Looking at the fruit trays in the supermarket or at the greengrocer, it is easy to assume that all the fruit has been sorted according to equal weight, colour, size and quality by modern machines.

It is not true that all labourers can be replaced by machines. Although sophisticated sorting machines are used in the fruit industry, men and women still play a vital role in the sorting of fruit into different degrees of quality. They are called the sorters.


Case study

GPB Consulting was approached to re-evaluate aspects of productivity at two citrus packhouses.

It is a known fact that the number of sorters required is directly proportional to the expected fruit quality and also the decision made by the packhouse manager concerning final quality policy.

Packhouse A:

  1. As is the case with most packhouses where GPB has been involved, sorting takes place as follows:

    1. Pre-sorters:

      They pick juice fruit off the sorting line and have only to decide whether the fruit moving past them is indeed juice fruit.

    2. Main sorters:

      They pick all fruit that does not adhere to Class 1 quality.

    3. Class 2 sorters:

      They pick all fruit that does not adhere to Class 2 quality.

  2. All three sorter types mentioned above only have to make the decision of "Yes" it is the specific fruit type, or "No" it is not. The main sorters sometimes have to make an addisional decision, ie should the stem be cut, or not.


    Packhouse B

  3. Here sorting is approached as follows:

    1. Pre-sorters: Is it a juice fruit? YES/NO

    2. Main sorters: Is it a Class 1 fruit? YES/NO

      or Is it a Class 2 fruit? YES/NO

      or Is it a Class 3 fruit? YES/NO

      and Does the stem have to be cut? YES/NO

  4. The extent of defects principally determines the decision making process at sorting. The process is simplified to a single YES/NO decision.

  5. The reaction time to make a decision (ie the time it takes for the brain to process a signal), eg "Is it Class 1?" – YES/NO, is given as 0,2 seconds. The more decisions there are to be made, the longer it takes for the brain’s reaction time, because each incoming signal must be processed by the brain to give the outcome.
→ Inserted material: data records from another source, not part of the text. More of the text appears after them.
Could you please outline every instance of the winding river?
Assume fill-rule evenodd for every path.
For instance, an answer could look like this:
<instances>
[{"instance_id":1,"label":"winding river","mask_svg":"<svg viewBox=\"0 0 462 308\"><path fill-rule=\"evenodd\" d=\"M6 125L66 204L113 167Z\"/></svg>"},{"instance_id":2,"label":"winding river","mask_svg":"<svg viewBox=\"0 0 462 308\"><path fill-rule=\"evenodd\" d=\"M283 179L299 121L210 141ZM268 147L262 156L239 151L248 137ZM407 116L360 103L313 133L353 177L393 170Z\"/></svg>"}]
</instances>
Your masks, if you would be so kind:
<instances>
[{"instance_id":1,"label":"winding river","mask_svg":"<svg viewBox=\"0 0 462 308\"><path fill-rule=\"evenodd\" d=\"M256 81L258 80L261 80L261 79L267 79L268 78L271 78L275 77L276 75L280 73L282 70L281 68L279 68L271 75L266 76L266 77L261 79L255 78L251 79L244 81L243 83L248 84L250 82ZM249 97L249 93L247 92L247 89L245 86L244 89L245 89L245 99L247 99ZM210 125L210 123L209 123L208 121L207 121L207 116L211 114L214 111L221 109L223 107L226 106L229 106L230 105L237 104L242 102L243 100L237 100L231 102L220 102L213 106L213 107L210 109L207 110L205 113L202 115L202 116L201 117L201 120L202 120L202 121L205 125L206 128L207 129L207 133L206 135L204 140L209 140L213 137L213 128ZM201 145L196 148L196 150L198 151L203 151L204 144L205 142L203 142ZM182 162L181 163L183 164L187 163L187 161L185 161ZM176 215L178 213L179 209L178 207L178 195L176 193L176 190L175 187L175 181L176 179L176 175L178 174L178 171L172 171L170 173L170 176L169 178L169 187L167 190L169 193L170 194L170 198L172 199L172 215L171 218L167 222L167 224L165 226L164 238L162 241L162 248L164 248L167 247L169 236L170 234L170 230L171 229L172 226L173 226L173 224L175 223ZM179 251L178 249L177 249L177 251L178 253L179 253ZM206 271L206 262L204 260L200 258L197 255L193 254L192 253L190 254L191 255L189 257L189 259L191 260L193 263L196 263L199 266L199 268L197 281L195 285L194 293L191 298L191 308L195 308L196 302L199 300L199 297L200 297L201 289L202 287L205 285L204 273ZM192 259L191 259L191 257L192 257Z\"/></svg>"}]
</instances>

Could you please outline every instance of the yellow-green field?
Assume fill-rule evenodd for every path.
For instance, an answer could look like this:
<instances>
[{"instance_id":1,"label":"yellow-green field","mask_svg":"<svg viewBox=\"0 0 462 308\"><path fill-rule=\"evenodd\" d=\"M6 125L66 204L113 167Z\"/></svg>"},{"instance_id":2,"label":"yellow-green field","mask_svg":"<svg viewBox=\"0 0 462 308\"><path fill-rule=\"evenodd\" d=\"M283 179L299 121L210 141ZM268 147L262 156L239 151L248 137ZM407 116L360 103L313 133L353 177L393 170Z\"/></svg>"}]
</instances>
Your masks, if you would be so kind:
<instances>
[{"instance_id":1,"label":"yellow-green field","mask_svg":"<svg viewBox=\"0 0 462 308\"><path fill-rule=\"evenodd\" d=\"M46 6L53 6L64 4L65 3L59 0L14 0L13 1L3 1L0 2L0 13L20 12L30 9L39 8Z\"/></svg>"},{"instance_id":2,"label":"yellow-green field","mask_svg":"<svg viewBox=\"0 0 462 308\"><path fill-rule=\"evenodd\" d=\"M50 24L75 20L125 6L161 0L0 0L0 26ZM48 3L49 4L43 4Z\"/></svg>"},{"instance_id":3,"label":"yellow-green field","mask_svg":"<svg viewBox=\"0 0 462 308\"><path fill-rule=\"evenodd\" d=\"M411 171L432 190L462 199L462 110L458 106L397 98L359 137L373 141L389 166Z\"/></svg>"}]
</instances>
In the case op Packhouse B where there are 3 outcome possibilities, the reaction time to make decisions is 0,4 seconds. (There is no linear relationship between the time to make a decision and the number of decisions to be made.)

  6. The time from decision making to start of the reaction to pick a selected fruit off the sorting table is 0,25 seconds.

  7. The duration of the fruit handling action (picking the fruit up and placing it on the feedbelt) is 0,6 sec.

  8. For Packhouse A the time for decision making and implementation is therefore 1 s, and for Packhouse B 1,2 s.

  9. It must be taken into account that people get tired and require rest periods. Compulsory (when a person is tired) and hidden (busy with own activity) rest periods take up approximately 25% of the working time.

  10. Assume:

    Throughput per packline per shift = 156000 kg

    Juice fruit = 10%

    Thus fruit over main sorting tables = 140400 kg

    Shift duration = 9 hours

    "Rest" time as above = 25%

    Thus, "working" time = 6,75 hours

  11. At Packhouse A where there are 6 main sorting tables (juice fruit already picked), 11700 kg fruit moves past 2 sorters per side on each sorting table per shift of 405 minutes, approximately 145 fruit past 2 sorters per minute, where each sorter has to make the decision of whether it is a Class 1 fruit or not. If assumed that 50% is Class 1 fruit, it follows that each sorter has to physically handle 36 fruits, ie to sort 72 fruits will take a total of 43,4 sec.

    Decision making = 73 x 0,2 sec = 14,6 sec

    Transfer of 36 fruits = 36 x 0,8 sec = 28,8 sec

    Total time used: 43,4 sec

  12. At Packhouse B with 5 sorting tables and 3 sorters per side, 14040 kg of fruit moves over each table side per shift of 405 minutes, which is equivalent to 35 kg of 175 fruits per minute. Theoretically each of the 3 sorters make 3 decisions each minute about each of the 58 fruits moving past her. It is assumed that 50% of the fruit is Class 1, thus each sorter physically handles 29 fruits, which means that the sorting time is as follows:

    Decision making = 58 x 0,4 sec = 23.2 sec

    Transfer of 29 fruits = 29 x 0,8 sec = 23,2 sec

    Total time used: 46,4 sec

  13. From this theoretical analysis, it seems that there is approximately 10% more pressure on the sorters at Packhouse B than on the sorters at Packhouse A.

  14. It is preferable to expect a sorter to make only one decision, eg is it right or wrong ("go/no go")? In this way the complexity of sorting is reduced and the effectiveness of the sorter increases.